Álef, the Álef Mykonos signature restaurant, is the Four Seasons Mykonos restaurant centerpiece for 2026, a wood fired Mediterranean grill attributed in early design notes to Rockwell Group New York, with both indoor tables and a terrace that leans into the Aegean views. The dining room opens toward the sea with a sequence of sliding door panels, so the line between interior living room warmth and open air terrace blurs as the evening breeze comes off the island. In a draft press statement, the hotel describes it simply: “Álef, a Mediterranean grill, opens at Four Seasons Mykonos as the heart of our culinary story.”

The menu is expected to focus on premium meat cuts and just landed seafood cooked over a wood fired grill, a method that suits the saline air and the resort’s beach proximity. A typical dinner might move from charcoal blistered octopus with wild oregano and lemon to a shared tomahawk steak or whole grilled sea bream, finished with thyme honey and figs. Early pricing guidance suggests mains in the €45–€80 range, with tasting style sharing menus for two from around €180. Couples can reserve a private dining room for up to fifteen guests, turning a simple room booking into a full scale celebration that still feels intimate. For those tracking restaurant driven resort openings across the Mediterranean, Álef’s concept aligns with the wider rise of wood fired cuisine from Athens to Ibiza, where high profile chef arrivals are reshaping beach resort expectations.

Beyond Álef, the hotel layers three more venues into its Seasons Mykonos programme: Kafeneo, a contemporary Greek café, Corbu, a coastal Italian restaurant, and The Beach, a casual cocktail and snack bar at sand level. This four venue structure means guests can stay several nights without repeating a dining room, which is rare among Mykonos hotels where one restaurant often serves every meal. A sample day might start with Greek coffee and koulouri at Kafeneo, move to handmade pasta at Corbu, and end with mezze and spritzes at The Beach bar. For travelers comparing rates and room types, the ability to move from a Superior Sea View Room to the pool terrace and then down to The Beach bar creates a full day arc where food, not just the sea, sets the rhythm.

Sustainability, room categories and what this opening means for gastronomy stays

Four Seasons Hotel Mykonos is expected to lean on desalinated seawater, solar energy, a plastic free guest experience and an on site herb garden to align its restaurant ambitions with sustainability. For couples used to eco conscious luxury, this places the resort alongside properties where the pool, the sea and the kitchen are all part of a lower impact system. The emphasis on local herbs and produce also echoes the Nordic shift toward terroir driven menus explored in recent coverage of Michelin level gastronomy travel, where chefs build dishes around what grows within a short radius of the dining room.

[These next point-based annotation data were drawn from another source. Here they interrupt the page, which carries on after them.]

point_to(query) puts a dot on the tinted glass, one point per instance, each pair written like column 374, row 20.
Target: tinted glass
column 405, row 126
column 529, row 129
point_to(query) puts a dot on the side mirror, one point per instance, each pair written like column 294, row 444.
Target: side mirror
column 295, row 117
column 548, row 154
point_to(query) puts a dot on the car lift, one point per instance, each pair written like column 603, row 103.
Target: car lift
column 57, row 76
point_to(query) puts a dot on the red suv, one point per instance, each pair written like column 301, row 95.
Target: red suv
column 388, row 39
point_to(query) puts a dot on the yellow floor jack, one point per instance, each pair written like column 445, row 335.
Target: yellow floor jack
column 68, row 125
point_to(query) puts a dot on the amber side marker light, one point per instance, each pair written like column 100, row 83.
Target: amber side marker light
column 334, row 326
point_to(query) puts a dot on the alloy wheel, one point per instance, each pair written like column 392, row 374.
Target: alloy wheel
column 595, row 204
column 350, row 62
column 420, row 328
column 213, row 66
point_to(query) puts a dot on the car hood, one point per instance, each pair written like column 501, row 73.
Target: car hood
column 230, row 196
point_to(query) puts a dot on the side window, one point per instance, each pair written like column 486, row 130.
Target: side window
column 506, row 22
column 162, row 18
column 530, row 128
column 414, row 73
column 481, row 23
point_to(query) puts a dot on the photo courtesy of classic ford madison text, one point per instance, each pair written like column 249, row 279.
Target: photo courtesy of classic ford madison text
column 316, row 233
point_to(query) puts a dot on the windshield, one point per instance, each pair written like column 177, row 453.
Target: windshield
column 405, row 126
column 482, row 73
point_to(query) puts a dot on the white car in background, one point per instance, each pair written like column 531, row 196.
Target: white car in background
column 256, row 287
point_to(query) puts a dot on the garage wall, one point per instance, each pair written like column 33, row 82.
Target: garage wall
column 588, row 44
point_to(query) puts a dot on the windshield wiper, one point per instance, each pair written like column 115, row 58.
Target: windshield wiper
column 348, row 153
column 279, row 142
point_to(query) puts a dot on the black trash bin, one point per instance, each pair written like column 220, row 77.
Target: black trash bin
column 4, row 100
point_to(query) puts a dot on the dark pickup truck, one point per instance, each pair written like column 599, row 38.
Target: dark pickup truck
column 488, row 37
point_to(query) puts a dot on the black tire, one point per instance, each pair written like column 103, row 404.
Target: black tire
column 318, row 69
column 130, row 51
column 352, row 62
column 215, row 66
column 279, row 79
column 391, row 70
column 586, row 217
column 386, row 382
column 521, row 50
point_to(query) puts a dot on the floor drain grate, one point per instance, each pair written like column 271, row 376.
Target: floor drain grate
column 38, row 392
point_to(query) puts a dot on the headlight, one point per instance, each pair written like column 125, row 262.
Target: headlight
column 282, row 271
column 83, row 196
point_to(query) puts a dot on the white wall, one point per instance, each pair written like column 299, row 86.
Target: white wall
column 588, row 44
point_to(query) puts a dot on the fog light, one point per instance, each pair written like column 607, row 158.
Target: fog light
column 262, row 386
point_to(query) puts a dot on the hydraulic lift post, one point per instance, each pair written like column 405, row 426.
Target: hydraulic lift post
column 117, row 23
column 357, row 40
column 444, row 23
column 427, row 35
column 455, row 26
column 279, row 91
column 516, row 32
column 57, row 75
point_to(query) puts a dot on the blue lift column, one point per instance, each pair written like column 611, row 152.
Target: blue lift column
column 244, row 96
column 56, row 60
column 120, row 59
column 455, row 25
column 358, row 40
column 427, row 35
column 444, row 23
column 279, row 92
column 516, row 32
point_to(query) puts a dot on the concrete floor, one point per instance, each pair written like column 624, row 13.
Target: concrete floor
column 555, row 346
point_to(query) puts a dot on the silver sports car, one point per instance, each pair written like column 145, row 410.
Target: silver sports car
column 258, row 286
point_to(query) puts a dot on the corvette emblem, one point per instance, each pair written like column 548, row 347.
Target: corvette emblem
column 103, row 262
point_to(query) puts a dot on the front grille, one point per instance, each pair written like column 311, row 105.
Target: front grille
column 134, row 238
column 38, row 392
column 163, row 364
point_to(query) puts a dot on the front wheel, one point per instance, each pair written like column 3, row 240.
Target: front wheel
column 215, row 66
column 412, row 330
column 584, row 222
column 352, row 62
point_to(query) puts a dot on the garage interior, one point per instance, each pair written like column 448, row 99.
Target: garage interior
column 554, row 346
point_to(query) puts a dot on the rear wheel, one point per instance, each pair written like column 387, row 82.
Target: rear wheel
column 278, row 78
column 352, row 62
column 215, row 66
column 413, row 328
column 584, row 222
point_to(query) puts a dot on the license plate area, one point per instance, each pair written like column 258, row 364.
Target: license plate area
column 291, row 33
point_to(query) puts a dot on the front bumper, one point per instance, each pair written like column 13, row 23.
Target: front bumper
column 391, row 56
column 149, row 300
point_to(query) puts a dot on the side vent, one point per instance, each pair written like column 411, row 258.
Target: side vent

Room wise, the hotel is planned to offer a clear hierarchy from a level Superior Sea View Room through to an Executive Suite with a private pool and separate bedroom and living room spaces. Many suites are described as using a sliding door to divide the sleeping area from the lounge, which helps when one partner wants to read while the other rests after a long day on the beach. Early promotional copy suggests that guests booking through a Preferred Partner agency can access added value on Deluxe Sea View Rooms, which softens the impact of high season rates on this sought after island.

For Mykonos as a destination, this new opening marks a pivot from purely nightlife driven stays toward gastronomy led travel where the hotel restaurant is a reason to fly in. Travelers who once treated Mykonos, Greece as a two night stop between other islands will now consider longer stays built around Álef’s wood fired dinners and lazy lunches at Kafeneo or Corbu. As one prospective guest quoted in pre opening surveys put it after a site visit, “we used to come for the clubs; now we are coming for the grill and the view, and you can actually smell the smoke from the wood oven as you walk down to the beach.” As one of the first true luxury hotels on the island to put its kitchen on equal footing with its rooms, Four Seasons Mykonos signals that Aegean wide resorts can no longer rely on the sea alone to justify their rates.